I’ve been reading Anil Ananthaswamy’s Why Machines Learn and it crystallised something I’d been circling around while building transformers from scratch. Every mechanism that matters in modern ML (embeddings, attention, classification, similarity search) reduces to the same primitive: the dot product. Multiply corresponding elements, sum the results.
The operation
Two vectors of the same length, multiplied element-wise and summed.
def dot(a, b):
return sum(x * y for x, y in zip(a, b))
dot([1, 2, 3], [4, 5, 6]) # 1*4 + 2*5 + 3*6 = 32
In PyTorch: torch.dot(a, b). In numpy: a @ b. Both expose it as a primitive because matrix multiplications, attention, and similarity search are built on top of it.
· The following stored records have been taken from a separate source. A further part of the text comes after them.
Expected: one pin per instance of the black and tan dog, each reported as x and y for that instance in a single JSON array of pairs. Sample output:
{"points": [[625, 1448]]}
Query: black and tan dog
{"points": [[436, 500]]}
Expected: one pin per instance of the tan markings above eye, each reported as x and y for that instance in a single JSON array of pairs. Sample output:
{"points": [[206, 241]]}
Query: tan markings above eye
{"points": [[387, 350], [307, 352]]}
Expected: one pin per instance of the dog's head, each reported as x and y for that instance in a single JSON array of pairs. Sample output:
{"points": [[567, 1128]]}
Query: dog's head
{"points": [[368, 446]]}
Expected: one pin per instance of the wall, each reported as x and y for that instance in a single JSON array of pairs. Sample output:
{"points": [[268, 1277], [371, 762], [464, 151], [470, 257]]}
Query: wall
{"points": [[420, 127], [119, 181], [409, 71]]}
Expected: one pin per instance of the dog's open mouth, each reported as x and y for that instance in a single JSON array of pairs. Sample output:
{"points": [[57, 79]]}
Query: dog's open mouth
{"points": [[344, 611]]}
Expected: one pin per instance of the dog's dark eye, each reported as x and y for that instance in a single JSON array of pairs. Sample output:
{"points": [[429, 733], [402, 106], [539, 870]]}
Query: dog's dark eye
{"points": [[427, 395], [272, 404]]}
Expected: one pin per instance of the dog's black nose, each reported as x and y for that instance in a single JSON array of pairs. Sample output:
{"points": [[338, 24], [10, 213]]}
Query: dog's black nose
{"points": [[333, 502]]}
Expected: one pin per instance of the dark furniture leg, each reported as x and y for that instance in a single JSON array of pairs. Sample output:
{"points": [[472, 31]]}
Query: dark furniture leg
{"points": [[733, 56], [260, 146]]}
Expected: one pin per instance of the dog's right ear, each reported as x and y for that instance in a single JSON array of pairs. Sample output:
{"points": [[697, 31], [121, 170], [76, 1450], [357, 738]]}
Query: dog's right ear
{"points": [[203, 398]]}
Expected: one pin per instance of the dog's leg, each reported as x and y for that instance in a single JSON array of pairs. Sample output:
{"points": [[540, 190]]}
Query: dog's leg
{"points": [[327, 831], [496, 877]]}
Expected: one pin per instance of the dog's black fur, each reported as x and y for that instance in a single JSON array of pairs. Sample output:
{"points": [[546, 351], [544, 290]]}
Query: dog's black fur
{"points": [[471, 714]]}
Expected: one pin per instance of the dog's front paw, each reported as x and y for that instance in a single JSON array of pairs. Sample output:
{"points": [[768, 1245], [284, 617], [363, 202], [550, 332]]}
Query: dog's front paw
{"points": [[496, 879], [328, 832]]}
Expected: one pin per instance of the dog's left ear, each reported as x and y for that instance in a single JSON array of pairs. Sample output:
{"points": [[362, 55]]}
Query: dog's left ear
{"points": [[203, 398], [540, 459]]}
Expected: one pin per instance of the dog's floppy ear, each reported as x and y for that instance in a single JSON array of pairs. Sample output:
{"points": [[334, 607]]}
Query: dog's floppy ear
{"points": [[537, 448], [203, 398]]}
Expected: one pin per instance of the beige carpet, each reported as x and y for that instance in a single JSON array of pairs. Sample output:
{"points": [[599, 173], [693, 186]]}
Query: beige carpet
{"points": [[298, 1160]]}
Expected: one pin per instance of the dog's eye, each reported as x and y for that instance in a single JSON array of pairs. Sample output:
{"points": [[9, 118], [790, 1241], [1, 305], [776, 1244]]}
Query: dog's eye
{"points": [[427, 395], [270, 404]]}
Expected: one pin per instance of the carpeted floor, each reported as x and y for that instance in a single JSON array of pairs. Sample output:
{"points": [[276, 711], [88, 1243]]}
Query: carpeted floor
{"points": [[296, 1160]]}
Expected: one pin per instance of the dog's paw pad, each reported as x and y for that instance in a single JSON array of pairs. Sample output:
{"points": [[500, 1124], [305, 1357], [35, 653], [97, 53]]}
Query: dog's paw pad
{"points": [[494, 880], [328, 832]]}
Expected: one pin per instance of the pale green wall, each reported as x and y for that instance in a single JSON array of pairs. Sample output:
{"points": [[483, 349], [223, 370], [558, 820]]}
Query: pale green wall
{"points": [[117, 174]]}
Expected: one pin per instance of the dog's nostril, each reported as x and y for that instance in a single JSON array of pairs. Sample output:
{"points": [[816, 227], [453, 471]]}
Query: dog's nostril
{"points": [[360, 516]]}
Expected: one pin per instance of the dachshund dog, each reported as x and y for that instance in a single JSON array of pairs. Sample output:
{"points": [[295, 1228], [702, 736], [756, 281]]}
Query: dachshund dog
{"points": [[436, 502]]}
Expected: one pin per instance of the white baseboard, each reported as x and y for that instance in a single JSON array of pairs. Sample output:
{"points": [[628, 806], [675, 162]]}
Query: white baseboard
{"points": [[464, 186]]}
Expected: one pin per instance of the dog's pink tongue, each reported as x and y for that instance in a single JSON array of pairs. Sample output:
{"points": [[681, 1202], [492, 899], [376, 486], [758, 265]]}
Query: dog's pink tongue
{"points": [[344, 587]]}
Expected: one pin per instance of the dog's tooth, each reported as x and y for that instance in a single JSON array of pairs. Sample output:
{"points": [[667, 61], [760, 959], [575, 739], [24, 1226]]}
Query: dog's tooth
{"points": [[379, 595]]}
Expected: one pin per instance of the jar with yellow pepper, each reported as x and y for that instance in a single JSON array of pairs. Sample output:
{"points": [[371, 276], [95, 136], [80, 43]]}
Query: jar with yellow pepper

Geometrically, the dot product measures how much two vectors point in the same direction. If they’re aligned, the dot product is large and positive. If they’re perpendicular, it’s zero. If they point in opposite directions, it’s large and negative.
a · b = |a| |b| cos(θ)
That cosine term is doing all the work. Two vectors can have any magnitude, but the angle between them captures their relationship. This is why cosine similarity - the dot product of normalised vectors - shows up everywhere in ML.
Vectors as meaning
The first conceptual leap: words can be vectors. Not arbitrary vectors - vectors where position encodes meaning.
Word2Vec (2013) showed this was possible. Train a shallow network to predict context words, and the hidden layer weights become vector representations where semantic relationships map to geometric relationships.
king = [0.2, 0.8, -0.1, 0.5, ...] # 300 dimensions
queen = [0.2, 0.7, -0.1, 0.6, ...]
man = [0.1, 0.3, 0.4, 0.2, ...]
woman = [0.1, 0.2, 0.4, 0.3, ...]
The famous result: king - man + woman ≈ queen. Subtract the “male” direction, add the “female” direction, and you land near “queen” in vector space. This isn’t a trick. It falls out of the training process because the model learns that “king” and “queen” appear in similar contexts, offset by the same gender axis that separates “man” and “woman”.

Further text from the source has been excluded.